Ah! Loker could guess the problem now. The entire citizenry had seen Gillian gallivanting around town on the arm of that scoundrel Burns, and so soon after her courtship with Mr. Foster had broken off, too! Though she was a great favorite of the townsfolk, they had gossiped something terrible about it, particularly after it was discovered that Mr. Burns had been involved with some...rather unsavory business ventures. Gillian had been by all accounts completely innocent in all this, yet still she felt it to be some blemish upon her honor, and an insurmountable one at that, given the events of this afternoon.

"He is nothing, my dear!" Lightman cried out, his eyes blazing with a sudden fury. "I shall have him banished and defamed, and you need not fear his dreadful shadow again. You, my dear, are perfect as a budding rose, letting its colors burst in starlight. His darkness shall not worry you more, love." Every obstacle only convinced him further that this beautiful creature must be his, made him more sure that could he only prove his love, she would realize his attentions and surrender her pride to him, permitting them to be joined in holy matrimony and eternal wedded bliss.

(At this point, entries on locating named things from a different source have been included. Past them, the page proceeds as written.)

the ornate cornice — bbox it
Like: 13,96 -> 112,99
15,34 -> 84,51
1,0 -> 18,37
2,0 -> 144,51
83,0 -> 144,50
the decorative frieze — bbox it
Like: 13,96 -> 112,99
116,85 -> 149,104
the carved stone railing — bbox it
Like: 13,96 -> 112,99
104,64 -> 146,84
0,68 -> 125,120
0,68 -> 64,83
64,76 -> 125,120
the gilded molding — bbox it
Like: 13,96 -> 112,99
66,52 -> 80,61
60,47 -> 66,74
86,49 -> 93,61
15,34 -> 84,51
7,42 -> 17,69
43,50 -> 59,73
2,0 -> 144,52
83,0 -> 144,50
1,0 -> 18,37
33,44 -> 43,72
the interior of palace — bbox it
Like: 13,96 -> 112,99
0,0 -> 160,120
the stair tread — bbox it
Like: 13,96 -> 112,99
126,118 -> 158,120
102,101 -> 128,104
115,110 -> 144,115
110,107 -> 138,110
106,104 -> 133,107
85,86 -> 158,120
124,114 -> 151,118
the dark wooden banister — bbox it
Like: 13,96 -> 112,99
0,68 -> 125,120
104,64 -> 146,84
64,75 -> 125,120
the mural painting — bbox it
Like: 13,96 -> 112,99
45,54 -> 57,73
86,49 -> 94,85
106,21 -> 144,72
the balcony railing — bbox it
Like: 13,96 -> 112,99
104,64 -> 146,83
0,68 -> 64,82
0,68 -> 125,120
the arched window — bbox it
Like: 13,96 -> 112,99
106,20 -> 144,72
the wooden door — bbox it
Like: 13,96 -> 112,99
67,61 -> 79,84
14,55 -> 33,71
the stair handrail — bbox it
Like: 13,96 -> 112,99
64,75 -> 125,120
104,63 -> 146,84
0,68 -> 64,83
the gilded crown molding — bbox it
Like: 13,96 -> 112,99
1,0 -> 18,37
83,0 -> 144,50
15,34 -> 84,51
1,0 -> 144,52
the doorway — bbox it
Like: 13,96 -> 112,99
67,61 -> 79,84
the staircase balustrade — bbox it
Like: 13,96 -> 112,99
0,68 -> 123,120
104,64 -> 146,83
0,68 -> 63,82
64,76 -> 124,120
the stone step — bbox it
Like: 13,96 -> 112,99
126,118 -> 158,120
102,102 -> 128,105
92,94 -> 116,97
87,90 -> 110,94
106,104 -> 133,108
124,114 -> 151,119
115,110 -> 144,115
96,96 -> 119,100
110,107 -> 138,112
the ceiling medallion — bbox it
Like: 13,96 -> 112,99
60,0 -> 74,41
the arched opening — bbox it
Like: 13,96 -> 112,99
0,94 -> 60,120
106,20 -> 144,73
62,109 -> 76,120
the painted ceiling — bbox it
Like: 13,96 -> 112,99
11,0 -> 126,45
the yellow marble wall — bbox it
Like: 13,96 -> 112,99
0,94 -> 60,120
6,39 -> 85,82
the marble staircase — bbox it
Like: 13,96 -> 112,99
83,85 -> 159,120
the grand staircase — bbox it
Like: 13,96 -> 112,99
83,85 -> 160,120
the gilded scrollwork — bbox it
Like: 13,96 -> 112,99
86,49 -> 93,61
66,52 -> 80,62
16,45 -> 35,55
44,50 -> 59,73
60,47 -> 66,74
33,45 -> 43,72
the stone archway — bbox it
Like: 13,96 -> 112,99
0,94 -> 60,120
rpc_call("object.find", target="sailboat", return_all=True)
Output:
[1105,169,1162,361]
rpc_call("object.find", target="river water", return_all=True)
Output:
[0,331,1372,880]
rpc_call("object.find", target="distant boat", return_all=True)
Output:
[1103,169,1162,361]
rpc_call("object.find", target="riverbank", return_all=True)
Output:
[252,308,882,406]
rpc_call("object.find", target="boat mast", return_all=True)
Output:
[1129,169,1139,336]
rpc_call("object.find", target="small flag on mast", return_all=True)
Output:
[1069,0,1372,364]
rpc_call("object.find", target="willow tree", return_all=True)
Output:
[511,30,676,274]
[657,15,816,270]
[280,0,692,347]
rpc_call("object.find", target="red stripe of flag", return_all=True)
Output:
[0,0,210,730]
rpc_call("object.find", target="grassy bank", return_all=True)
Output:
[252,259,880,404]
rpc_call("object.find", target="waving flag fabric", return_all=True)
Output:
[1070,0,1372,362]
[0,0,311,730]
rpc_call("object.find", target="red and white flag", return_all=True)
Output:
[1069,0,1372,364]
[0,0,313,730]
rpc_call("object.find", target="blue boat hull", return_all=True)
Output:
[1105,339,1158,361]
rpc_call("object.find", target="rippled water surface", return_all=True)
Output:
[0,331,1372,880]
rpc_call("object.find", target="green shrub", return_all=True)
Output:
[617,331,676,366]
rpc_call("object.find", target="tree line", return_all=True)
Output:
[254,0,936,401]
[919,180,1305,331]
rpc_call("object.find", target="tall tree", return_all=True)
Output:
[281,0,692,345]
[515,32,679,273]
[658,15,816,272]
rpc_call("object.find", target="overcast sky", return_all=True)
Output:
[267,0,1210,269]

She however, well aware of his intentions, continued to flit and skip among suitors, hoping to shake his ivory tower glasses and see her as a real, flesh-and blood creature, not the fair maiden of his folklore. The more she flirted, however, the more steadfastly he seemed to cling, certain his unyielding loyalty would be rewarded. At last she had despaired, certain both that she was irredeemably shamed in the eyes of the world, and yet elevated still higher on the marble pedestal of his affection. Seeing that not even the height of despair, self-murder, could remove this impenetrable barrier to their happiness, Gillian allowed herself to succumb to the effects of the arsenic still coursing through her veins.

As the life-breath left her, Eli withdrew from the company, giving the two would-be lovers a last, tearful moment together. Their ill-paired attraction, he mused, though so passionately cultivated, was brought to conclusion, though the resolution was far from either's rose-tinted hopes of honeymoons and old age. Ah, foolish love, with such fatal cure!